Ambulance Service Operating In Six States Suddenly Shuts Down Without Explaining Why
In a situation that makes us think there are crop circles involved or some kind of M. Night Shyamalan “GOTCHA!” twist, a private ambulance service that transported more than 500,000 patients a year in six states has suddenly closed for business. There was no explanation given and no warning that those customers would be left without a ride.
The company, First Med EMS based in Wilmington, N.C., had clients at hospitals and other medical facilities in more than 70 areas in Kentucky, North Carolina, Ohio, South Carolina, Virginia and West Virginia, reports NBC News. So when it closed its doors and vehicles over the weekend with reportedly nary a warning to anyone, those cities had to scramble to find alternate transportation.
A lot of First Med’s business was the kind that doesn’t involve emergency situations. Instead of car accidents and the like, the company’s ambulances did things like shuttling dialysis patients to treatments and bringing nursing home patients to doctors’ appointments. So it’s to be hoped that officials in the affected cities can fill in the service gaps without too much trouble for those patients.
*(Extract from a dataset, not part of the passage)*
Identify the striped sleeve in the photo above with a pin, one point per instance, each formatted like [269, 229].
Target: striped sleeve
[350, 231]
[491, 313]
The company’s website is currently “down for maintenance” and unanswered calls to the corporate offices makes it seem as if no one’s home. But it did issue a brief statement to 13NewsNow, saying: “The company is no longer in business. At this time they are not giving any explanation for their sudden closure. No further comment.”
In the meantime it’s not just the public that’s shocked — company workers have been checking in on Facebook and Twitter reporting that they were told the company had declared bankruptcy. There are no documents to that effect on file in U.S. Bankruptcy Court or in North Carolina, however.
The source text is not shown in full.